Managers have to look outward to better understand customers, but also inward to see how to use technology to create product and service improvements. In Dassler’s era, this approach was embedded in his way of working with athletes and his constant experimentation. For example, in the 1954 soccer World Cup in Switzerland, the West German team won, against all expectations, wearing lightweight Adidas shoes with new screw-in studs. At the time, traditional soccer shoes weighed in around 500 grams (or roughly 18 ounces, and about twice that when wet). Dassler observed that in a 90-minute game, on average, a given player’s foot was in contact with the ball for just 90 seconds. So he reengineered soccer shoes to be lighter (only 350 grams, or about 12 ounces) and geared more toward running.
Today, the company’s innovation team is guided by this way of thinking. Van Noy says that Dassler’s understanding of materials, his continual search for new solutions, and his engineering mind-set remain “a guiding force.” “I think Adi Dassler was always about minimalism, just giving the athlete what he needed,” adds Steve Vincent, a senior vice president of Adidas Future. “And that inspired our Adizero collections, where we’ve taken soccer shoes down to 99 grams, and basketball shoes down to under nine ounces.”
The company also extends its way of thinking into its partnerships. Adidas selects partners largely on the basis of their potential for alignment with the values and philosophy of the company. It encourages partners to uncover the essence of the Adidas brand, while pushing them to challenge it. For example, whereas the main Adidas brand is rooted in continuity, mainly because it needs to stay closer to mainstream consumer needs and desires, partners such as Yohji Yamamoto (Y-3) and Stella McCartney can take the brand in more experimental directions, drawing on their premium fashion positioning.
Even though Yamamoto resembles Dassler in his interest in craftsmanship and functionality, Y-3 twists the heritage of the Adidas brand and its design language further than Adidas itself does in sports style. Similarly, Stella McCartney extends the idea of Adidas sports performance products through distinctive cuts and materials. The radical designs of McCartney and Yamamoto open up new audiences and sales channels while also encouraging Adidas’s own designers to be more adventurous. As Steve Vincent says, “That’s the challenge — to do completely disruptive things that no one’s ever seen or expected, but still feel like they should come from this brand.”
It’s an important lesson for companies facing rising competition and uncertainty, and wondering how to distinguish their brand. The answer may be hiding in plain sight.
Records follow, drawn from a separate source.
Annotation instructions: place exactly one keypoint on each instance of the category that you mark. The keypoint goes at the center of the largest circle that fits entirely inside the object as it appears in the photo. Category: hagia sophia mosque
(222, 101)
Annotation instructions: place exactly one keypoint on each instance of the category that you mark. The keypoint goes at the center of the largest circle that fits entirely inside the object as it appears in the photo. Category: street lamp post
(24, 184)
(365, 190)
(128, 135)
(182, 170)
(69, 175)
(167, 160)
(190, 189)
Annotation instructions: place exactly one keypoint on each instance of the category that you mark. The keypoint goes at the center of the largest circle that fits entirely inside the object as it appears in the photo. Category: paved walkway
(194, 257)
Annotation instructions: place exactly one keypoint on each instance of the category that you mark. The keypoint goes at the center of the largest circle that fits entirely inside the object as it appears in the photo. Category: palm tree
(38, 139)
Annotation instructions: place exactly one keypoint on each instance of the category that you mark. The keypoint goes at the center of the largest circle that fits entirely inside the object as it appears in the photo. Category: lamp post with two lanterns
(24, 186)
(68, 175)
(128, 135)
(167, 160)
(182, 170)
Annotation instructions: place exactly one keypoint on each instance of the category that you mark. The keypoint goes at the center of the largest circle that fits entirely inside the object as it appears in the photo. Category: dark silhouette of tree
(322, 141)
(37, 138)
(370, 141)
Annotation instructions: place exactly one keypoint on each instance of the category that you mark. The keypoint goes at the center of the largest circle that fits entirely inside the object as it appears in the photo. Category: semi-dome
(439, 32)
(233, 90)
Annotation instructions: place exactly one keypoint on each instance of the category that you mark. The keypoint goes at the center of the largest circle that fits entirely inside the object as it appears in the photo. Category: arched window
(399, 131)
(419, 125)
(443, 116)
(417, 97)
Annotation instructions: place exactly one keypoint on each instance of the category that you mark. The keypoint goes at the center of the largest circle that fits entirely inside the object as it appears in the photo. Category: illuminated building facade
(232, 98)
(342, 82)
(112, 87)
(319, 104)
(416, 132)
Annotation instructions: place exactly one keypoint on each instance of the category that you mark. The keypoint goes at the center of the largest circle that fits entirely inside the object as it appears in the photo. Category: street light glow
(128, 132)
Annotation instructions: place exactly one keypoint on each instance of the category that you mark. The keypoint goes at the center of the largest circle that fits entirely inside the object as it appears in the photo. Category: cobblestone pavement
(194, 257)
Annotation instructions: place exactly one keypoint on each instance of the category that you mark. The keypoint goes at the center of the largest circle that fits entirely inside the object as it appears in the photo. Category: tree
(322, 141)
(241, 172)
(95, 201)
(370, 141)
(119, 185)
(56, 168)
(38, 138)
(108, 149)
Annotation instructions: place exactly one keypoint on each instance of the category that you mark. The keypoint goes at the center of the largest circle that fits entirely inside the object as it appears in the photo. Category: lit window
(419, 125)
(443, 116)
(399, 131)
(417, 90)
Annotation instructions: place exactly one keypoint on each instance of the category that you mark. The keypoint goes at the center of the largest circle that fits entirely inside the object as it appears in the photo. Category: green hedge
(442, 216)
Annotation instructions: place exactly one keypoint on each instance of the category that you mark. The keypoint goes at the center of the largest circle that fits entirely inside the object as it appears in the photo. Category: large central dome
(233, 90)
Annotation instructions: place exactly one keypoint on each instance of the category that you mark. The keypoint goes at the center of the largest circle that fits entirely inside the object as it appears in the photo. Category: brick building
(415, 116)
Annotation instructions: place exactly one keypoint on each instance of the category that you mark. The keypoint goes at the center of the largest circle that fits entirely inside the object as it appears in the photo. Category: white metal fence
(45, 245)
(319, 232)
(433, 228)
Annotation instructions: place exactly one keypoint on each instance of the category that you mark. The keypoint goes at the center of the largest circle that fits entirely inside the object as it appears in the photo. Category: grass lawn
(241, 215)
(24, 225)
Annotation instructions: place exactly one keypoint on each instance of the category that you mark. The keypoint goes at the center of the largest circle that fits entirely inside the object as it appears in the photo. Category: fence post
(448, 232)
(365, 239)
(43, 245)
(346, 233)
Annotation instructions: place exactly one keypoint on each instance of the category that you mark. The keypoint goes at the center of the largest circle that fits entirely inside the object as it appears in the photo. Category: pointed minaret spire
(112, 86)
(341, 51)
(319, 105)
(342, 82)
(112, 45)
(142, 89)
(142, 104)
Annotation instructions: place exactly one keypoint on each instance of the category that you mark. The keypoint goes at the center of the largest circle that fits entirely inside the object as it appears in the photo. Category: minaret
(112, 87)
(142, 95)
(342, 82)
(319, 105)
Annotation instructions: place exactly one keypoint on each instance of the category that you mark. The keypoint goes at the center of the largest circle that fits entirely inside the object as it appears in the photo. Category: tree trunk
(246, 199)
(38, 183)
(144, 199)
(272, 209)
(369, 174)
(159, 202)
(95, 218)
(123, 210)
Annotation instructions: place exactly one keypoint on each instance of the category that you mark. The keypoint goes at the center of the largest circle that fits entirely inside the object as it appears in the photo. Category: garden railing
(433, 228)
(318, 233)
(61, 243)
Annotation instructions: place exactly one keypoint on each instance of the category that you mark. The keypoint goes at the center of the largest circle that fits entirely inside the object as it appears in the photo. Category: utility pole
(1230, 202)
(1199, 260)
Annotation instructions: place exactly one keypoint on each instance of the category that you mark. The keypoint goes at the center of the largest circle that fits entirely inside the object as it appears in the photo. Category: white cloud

Look beneath the surface to uncover the deeper insights that have driven innovative thinking before, and then think about how to integrate them into the company’s strategies. As Dassler himself once wrote, “Come to work every day as if it were the first time. This will prevent you being blinded by routine.” The past should be a source of inspiration, not constraint. It should be used selectively when it has the potential to add value.